Migranti: 421 sbarcano a Catania, 98 minorenni «Prigionieri in Libia, picchiati con i cavi elettrici»

È arrivata a Catania la nave Aquarius, di Sos Mediterranée e personale di Medici senza frontiere, con a bordo 421 migranti, compresi 98 minorenni. Sono stati tutti soccorsi nel mare Mediterraneo. All’ingresso nel porto di Catania e dopo l’attracco, i passeggeri, soprattutto donne, hanno intonato dei canti. Impossibile, per i giornalisti, accedere all’area in cui venivano eseguite le operazioni di riconoscimento: come d’abitudine, la stampa è stata tenuta a distanza, sul molo, con il solo permesso di riprendere le attività da lontano

Ieri sera, quando la nave era a 15 miglia dalla costa italiana, è intervenuta una motovedetta della guardia costiera di Siracusa che ha evacuato e trasferito d’urgenza un bimbo di tre anni, eritreo, che aveva convulsioni e crisi respiratorie. Con lui sono stati portati nel capoluogo aretuseo anche la madre e un fratello. Il bambino ha ricevuto le prime cure all’ospedale Umberto I, ma è stato subito dopo spostato alla Rianimazione pediatrica di un nosocomio di Messina. Per Sos Mediterranée quello che si è appena concluso è stato un weekend difficile. L’equipaggio dell’Aquarius, come riferisce la ong, venerdì è stato «testimone inerme» dell’intercettazione di diverse imbarcazioni in acque internazionali da parte della guardia costiera libica. La stessa che si sarebbe poi occupata di rimandare nel Paese africano i migranti. Secondo la ricostruzione della organizzazione non governativa, dopo avere notato due barche in pericolo in acque internazionali, sarebbe arrivato l’ordine di non procedere alle operazioni di salvataggio e recupero, poiché queste ultime affidate alle unità libiche. 

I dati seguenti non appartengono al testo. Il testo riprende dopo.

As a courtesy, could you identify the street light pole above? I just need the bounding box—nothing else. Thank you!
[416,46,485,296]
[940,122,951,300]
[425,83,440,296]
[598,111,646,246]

«Durante le quattro ore di stand-by le condizioni meteo sono peggiorate aumentando così il rischio di naufragio. Eravamo pronti a lanciare le operazioni di soccorso in ogni momento», spiega Nicola Stalla, coordinatore dei soccorsi per Sos Mediterranée. Parole alle quali si aggiungono quelle di Sophie Beau, cofondatrice e vice presidente di Sos Mediterranée: «È stato estremamente duro per i nostri team, costretti a osservare impotenti operazioni che conducono a rimandare in Libia persone che fuggono da quello che i sopravvissuti descrivono come un vero inferno».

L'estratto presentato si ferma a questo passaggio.